That is a rather broad question, like "how does Newton's work relate
to the construction industry?" My guess is that XML is somewhat
against the grain of Shannon's thought (without contradicting it) :
The point of markup is to add redundancy so as to increase the
probability of information surviving noisy channels or the passage of
time that tend to degrade shared assumptions about the inherent
structure of messages. Binary data is pretty meaningless without
knowing the way the bits are broken up into fields, the byte-order of
the integers, etc. XML is more akin to natural language with its
redundancy, irrelevancies, etc., which Shannon was trying to factor
out.
>
> 2. A schema is used to restrict the allowable forms that an instance
> document may take. So doesn't a schema reduce information?

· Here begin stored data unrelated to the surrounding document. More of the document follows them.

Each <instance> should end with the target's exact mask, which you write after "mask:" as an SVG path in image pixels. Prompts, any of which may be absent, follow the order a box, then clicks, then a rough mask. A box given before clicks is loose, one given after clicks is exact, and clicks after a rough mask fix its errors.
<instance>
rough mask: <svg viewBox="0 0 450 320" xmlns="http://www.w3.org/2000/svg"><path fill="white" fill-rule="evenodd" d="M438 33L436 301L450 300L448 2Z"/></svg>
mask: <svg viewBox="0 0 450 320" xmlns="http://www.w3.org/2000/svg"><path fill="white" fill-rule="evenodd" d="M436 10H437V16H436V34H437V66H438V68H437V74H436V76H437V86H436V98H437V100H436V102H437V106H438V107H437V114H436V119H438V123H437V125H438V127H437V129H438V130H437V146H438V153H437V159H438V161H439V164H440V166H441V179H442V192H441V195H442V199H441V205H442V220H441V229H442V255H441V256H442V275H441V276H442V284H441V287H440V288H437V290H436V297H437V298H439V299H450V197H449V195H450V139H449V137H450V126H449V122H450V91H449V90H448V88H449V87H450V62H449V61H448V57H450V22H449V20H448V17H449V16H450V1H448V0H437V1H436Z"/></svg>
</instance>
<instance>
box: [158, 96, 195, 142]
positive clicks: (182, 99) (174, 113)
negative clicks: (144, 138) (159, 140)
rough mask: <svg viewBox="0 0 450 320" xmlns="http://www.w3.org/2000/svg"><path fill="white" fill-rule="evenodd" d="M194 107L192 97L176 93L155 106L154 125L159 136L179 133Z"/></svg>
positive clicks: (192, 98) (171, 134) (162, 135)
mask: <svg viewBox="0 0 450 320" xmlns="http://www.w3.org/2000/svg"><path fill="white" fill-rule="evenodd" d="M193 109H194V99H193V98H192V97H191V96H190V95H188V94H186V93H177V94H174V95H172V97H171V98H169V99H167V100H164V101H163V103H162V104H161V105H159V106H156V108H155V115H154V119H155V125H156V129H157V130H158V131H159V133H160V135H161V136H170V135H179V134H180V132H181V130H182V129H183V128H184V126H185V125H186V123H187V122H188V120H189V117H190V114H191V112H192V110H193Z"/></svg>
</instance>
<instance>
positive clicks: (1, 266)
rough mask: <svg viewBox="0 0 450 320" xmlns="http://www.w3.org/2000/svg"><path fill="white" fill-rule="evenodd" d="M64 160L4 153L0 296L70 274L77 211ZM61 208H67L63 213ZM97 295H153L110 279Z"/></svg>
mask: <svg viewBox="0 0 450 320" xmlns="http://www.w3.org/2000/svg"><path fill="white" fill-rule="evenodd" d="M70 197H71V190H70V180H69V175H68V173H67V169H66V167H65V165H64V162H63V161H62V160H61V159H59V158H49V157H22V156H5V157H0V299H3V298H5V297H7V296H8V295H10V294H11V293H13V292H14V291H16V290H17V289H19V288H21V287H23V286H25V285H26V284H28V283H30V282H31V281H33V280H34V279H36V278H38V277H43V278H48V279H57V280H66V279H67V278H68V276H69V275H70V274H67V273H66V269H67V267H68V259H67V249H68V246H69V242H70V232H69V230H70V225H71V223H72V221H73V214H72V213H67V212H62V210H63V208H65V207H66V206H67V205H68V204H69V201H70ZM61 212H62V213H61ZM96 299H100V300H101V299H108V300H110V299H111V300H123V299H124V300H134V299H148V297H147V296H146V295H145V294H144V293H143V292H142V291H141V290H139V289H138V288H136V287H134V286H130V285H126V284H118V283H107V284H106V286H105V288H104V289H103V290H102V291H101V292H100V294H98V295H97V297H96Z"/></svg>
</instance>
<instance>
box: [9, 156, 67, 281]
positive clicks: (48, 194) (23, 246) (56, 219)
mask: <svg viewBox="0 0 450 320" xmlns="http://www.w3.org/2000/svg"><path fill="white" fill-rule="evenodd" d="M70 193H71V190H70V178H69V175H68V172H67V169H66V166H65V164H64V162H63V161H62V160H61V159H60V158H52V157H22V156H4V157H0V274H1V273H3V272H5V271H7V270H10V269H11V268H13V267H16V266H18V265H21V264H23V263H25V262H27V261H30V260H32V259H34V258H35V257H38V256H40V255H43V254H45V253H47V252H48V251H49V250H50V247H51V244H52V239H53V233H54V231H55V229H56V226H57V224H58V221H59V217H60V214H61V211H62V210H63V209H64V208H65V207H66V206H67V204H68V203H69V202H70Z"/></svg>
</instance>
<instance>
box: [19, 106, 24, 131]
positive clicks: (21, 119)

Right, that's the whole point. This is most easily seen in
schema-based data compression along the lines of ASN.1 -- If you
constrain the diversity of information that could be exchanged, then
it takes fewer bits on the wire to convey something meaningful. More
generally, schemas reduce the set of possible markup and values within
the markup, so they reduce the expressiveness of one authoring
according to the schema. The value offered in return is that the
shared assumptions about inherent structures of messages make it
easier for stupid machines to "validate" the messages, for simple
programs to make effective use of the messages, etc.